Pernyataan ini seringkali digunakan para apologis agama untuk menguatkan
keyakinan mereka akan betapa mendasarnya posisi agama dalam nilai-nilai
kemanusiaan. Namun perlu juga ditandaskan bahwa sikap mempertanyakan kembali
makna agama dan relevansinya dengan kehidupan sosial juga fenomena universal
yang ada dimana-mana. Kajian-kajian agama baik dalam masyarakat primitif sampai
pada masyarakat yang modern menunjukkan bahwa keberadaan agama selalu
mengandung dua sisi yang berbarengan, yaitu kecenderungan transendensi dan
sekularisasi.
Secara garis besar kajian agama dalam antropologi dapat
dikategorikan ke dalam empat kerangka teoritis; intellectualist, structuralist,
functionalist dan symbolist. Tradisi kajian agama dalam antropologi diawali
dengan mengkaji agama dari sudut pandang intelektualisme yang mencoba untuk
melihat definisi agama dalam setiap masyarakat dan kemudian melihat
perkembangan (religious development) dalam satu masyarakat.
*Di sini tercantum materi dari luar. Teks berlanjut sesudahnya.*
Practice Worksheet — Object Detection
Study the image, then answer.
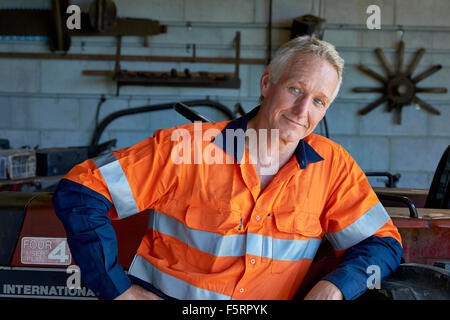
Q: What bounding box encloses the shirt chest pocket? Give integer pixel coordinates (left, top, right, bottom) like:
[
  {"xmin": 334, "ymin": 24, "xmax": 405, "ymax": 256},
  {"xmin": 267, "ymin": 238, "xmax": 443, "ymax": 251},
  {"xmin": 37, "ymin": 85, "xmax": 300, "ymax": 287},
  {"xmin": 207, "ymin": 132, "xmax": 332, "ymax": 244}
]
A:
[
  {"xmin": 271, "ymin": 207, "xmax": 323, "ymax": 274},
  {"xmin": 274, "ymin": 206, "xmax": 323, "ymax": 237}
]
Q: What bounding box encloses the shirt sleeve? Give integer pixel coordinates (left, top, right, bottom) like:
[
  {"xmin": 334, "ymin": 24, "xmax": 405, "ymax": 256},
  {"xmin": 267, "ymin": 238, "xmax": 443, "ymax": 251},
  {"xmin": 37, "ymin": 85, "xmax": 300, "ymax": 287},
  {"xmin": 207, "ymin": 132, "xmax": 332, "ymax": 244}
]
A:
[
  {"xmin": 322, "ymin": 148, "xmax": 403, "ymax": 299},
  {"xmin": 322, "ymin": 236, "xmax": 403, "ymax": 300},
  {"xmin": 53, "ymin": 179, "xmax": 131, "ymax": 300}
]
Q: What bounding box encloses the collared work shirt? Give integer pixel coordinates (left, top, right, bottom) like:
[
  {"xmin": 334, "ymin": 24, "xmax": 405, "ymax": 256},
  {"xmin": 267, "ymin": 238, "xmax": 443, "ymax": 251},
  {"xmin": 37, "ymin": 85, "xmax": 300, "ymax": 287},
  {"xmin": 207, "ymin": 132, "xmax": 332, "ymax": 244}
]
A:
[{"xmin": 54, "ymin": 109, "xmax": 400, "ymax": 299}]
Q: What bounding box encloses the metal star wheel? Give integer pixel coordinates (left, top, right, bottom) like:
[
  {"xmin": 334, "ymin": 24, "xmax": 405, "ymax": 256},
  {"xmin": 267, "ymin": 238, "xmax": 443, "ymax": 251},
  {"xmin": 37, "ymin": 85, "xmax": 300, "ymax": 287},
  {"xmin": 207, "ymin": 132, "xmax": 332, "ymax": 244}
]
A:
[{"xmin": 352, "ymin": 41, "xmax": 447, "ymax": 124}]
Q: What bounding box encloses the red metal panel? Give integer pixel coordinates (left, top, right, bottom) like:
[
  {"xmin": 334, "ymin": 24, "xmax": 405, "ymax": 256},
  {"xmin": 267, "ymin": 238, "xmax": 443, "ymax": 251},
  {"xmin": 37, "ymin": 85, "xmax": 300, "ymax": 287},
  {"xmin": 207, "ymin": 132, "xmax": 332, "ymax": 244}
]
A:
[{"xmin": 11, "ymin": 194, "xmax": 148, "ymax": 270}]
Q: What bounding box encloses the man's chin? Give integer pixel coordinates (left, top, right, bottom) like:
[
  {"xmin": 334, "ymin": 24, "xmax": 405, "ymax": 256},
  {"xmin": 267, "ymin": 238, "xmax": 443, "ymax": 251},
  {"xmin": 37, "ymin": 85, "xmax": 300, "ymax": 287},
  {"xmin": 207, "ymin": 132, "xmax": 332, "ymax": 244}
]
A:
[{"xmin": 280, "ymin": 129, "xmax": 309, "ymax": 143}]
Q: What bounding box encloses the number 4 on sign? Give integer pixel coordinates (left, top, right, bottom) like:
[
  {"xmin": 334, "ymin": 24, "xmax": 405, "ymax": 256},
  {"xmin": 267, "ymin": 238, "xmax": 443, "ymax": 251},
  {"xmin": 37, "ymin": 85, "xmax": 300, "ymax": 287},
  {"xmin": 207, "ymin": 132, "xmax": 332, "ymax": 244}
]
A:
[{"xmin": 48, "ymin": 241, "xmax": 69, "ymax": 263}]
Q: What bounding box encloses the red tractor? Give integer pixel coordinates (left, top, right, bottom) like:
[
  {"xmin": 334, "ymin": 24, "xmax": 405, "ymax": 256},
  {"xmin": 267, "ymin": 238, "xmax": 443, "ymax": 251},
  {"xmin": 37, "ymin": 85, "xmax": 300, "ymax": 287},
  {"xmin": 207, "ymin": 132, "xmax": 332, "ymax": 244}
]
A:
[{"xmin": 0, "ymin": 102, "xmax": 450, "ymax": 300}]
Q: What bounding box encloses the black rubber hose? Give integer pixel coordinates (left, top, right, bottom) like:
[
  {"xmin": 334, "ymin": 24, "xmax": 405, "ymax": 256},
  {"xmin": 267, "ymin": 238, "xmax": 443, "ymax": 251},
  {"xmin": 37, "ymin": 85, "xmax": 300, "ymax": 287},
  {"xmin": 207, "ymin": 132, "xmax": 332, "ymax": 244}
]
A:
[{"xmin": 89, "ymin": 100, "xmax": 234, "ymax": 149}]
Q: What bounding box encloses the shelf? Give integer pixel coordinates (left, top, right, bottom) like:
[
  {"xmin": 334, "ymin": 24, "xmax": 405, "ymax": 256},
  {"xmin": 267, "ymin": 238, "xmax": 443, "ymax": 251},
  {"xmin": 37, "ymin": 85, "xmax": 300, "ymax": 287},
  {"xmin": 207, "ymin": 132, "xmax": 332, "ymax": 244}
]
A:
[{"xmin": 0, "ymin": 175, "xmax": 64, "ymax": 187}]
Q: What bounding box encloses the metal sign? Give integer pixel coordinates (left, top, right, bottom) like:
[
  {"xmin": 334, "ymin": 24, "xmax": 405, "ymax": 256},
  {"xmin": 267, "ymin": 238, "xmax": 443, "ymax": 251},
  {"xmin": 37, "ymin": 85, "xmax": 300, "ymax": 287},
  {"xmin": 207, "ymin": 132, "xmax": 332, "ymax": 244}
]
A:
[{"xmin": 20, "ymin": 237, "xmax": 72, "ymax": 266}]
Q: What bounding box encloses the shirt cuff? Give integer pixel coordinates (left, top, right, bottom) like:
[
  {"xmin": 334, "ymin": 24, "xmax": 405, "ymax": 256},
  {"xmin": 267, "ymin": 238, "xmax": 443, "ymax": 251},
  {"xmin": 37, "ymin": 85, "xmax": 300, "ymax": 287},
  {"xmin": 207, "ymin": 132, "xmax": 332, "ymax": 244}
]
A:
[{"xmin": 322, "ymin": 268, "xmax": 367, "ymax": 300}]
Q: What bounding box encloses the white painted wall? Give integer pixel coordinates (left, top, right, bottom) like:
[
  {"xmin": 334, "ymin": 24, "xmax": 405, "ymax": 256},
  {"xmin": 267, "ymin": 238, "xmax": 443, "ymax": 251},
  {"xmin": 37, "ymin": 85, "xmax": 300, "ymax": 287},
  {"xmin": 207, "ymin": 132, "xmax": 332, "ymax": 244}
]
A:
[{"xmin": 0, "ymin": 0, "xmax": 450, "ymax": 188}]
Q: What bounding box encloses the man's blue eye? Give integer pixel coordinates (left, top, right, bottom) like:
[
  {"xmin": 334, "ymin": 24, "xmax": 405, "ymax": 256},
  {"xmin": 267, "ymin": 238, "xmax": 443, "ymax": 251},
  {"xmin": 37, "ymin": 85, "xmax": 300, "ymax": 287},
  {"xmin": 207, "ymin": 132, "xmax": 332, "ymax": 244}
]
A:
[{"xmin": 314, "ymin": 99, "xmax": 325, "ymax": 105}]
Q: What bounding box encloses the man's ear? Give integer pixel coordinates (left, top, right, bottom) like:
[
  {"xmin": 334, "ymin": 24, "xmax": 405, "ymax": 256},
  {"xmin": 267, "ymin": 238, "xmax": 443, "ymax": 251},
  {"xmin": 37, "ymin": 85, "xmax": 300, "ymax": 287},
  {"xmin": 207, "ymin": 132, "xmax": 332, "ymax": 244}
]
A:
[{"xmin": 259, "ymin": 66, "xmax": 272, "ymax": 97}]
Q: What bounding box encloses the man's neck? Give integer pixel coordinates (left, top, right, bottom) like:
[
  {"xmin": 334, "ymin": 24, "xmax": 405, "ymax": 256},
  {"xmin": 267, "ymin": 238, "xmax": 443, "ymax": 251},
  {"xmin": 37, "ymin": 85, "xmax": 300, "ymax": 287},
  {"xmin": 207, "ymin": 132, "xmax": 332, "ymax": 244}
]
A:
[{"xmin": 246, "ymin": 115, "xmax": 298, "ymax": 171}]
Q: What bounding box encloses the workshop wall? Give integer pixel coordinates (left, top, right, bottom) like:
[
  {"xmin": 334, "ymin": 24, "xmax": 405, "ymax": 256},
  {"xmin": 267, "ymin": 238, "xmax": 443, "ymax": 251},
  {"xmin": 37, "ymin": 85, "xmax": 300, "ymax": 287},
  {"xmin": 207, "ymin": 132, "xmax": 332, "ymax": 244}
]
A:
[{"xmin": 0, "ymin": 0, "xmax": 450, "ymax": 188}]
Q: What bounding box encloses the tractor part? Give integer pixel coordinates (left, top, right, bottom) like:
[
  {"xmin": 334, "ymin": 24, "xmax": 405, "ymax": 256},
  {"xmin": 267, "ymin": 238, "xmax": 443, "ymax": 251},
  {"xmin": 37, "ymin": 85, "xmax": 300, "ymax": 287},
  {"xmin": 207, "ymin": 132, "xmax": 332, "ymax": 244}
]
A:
[{"xmin": 352, "ymin": 41, "xmax": 447, "ymax": 124}]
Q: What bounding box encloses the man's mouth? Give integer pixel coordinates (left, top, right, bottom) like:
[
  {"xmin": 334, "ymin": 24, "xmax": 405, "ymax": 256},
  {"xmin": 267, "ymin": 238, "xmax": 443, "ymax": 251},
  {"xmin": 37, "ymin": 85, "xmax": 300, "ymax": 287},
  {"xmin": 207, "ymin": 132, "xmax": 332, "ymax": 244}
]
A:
[{"xmin": 283, "ymin": 115, "xmax": 308, "ymax": 128}]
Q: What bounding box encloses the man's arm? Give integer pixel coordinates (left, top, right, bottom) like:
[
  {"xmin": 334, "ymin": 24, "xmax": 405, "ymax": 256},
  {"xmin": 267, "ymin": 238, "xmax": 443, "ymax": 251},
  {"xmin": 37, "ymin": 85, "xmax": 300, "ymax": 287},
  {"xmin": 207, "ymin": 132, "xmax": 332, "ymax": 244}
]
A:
[
  {"xmin": 312, "ymin": 144, "xmax": 403, "ymax": 299},
  {"xmin": 53, "ymin": 179, "xmax": 131, "ymax": 300},
  {"xmin": 322, "ymin": 236, "xmax": 403, "ymax": 300}
]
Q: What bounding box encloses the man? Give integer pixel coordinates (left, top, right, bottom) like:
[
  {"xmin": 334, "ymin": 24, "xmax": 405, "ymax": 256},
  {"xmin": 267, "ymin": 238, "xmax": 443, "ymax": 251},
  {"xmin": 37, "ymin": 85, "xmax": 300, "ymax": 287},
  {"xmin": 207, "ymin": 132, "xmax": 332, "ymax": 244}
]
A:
[{"xmin": 53, "ymin": 36, "xmax": 402, "ymax": 300}]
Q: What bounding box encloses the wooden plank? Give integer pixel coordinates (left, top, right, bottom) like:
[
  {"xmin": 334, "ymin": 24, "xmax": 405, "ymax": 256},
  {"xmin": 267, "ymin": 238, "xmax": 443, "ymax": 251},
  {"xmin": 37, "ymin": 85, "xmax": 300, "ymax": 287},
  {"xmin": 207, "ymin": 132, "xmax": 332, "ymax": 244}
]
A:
[
  {"xmin": 0, "ymin": 52, "xmax": 267, "ymax": 65},
  {"xmin": 373, "ymin": 187, "xmax": 428, "ymax": 197},
  {"xmin": 386, "ymin": 207, "xmax": 450, "ymax": 220}
]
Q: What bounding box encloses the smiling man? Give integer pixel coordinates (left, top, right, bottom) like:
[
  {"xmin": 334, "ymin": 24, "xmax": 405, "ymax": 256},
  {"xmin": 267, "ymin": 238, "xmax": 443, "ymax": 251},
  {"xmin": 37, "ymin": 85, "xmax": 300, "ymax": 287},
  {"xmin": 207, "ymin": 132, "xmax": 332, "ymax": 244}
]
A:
[{"xmin": 53, "ymin": 36, "xmax": 402, "ymax": 300}]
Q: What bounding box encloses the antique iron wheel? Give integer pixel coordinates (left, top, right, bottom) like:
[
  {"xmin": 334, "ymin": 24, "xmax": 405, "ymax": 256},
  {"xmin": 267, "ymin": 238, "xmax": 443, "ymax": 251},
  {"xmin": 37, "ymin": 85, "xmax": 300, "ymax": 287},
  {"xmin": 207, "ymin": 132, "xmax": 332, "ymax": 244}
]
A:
[{"xmin": 352, "ymin": 41, "xmax": 447, "ymax": 124}]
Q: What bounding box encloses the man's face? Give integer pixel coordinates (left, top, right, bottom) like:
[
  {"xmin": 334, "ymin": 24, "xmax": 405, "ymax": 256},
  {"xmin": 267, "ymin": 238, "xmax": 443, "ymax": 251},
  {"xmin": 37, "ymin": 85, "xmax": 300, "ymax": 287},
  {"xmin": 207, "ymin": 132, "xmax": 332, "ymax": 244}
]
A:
[{"xmin": 260, "ymin": 54, "xmax": 339, "ymax": 143}]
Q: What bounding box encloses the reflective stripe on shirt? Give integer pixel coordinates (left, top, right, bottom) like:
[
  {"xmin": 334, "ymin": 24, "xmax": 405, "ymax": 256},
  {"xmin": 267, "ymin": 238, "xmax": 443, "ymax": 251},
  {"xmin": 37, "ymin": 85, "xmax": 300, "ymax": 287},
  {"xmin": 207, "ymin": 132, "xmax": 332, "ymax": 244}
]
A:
[
  {"xmin": 92, "ymin": 153, "xmax": 139, "ymax": 219},
  {"xmin": 325, "ymin": 202, "xmax": 390, "ymax": 251},
  {"xmin": 149, "ymin": 210, "xmax": 321, "ymax": 261}
]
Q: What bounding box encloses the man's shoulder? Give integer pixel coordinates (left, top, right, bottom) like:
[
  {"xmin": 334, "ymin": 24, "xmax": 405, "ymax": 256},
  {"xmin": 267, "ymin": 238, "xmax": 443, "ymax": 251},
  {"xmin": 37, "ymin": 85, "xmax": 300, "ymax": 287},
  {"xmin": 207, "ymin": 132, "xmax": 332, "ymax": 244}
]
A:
[
  {"xmin": 305, "ymin": 133, "xmax": 345, "ymax": 156},
  {"xmin": 153, "ymin": 120, "xmax": 231, "ymax": 142}
]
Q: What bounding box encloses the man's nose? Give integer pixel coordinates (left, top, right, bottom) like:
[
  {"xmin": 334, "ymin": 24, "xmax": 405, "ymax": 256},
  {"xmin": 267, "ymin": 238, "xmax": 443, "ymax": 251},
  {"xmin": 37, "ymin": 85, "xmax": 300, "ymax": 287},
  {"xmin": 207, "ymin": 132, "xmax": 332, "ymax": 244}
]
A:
[{"xmin": 293, "ymin": 95, "xmax": 312, "ymax": 117}]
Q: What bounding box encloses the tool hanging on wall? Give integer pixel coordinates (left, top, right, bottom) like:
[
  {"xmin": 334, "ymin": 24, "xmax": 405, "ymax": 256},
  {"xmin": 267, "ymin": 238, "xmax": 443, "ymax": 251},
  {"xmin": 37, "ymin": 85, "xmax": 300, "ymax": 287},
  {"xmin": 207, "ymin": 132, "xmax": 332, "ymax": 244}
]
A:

Termasuk dalam
tradisi adalah misalnya E.B. Taylor yang berupaya untuk mendefinisikan agama
sebagai kepercayaan terhadap adanya kekuatan supranatural. Walaupun definisi
agama ini sangat minimalis, definis ini menunjukkan kecenderungan melakukan
generalisasi realitas agama dari animisme sampai kepada agama monoteis. Makanya
kecenderungan tradisi intelektualisme ini kemudian meneliti dari sudut
perkembangan agama dari yang anismisme menuju monoteisme. Menurut Mircea Eliade
perkembangan agama menujukkan adanya gejala seperti bandul jam yang selalu
bergerak dari satu ujung ke ujung yang lain. Demikian juga agama berkembang
dari kecenderungan anismisme menuju monoteisme dan akan kembali ke animisme.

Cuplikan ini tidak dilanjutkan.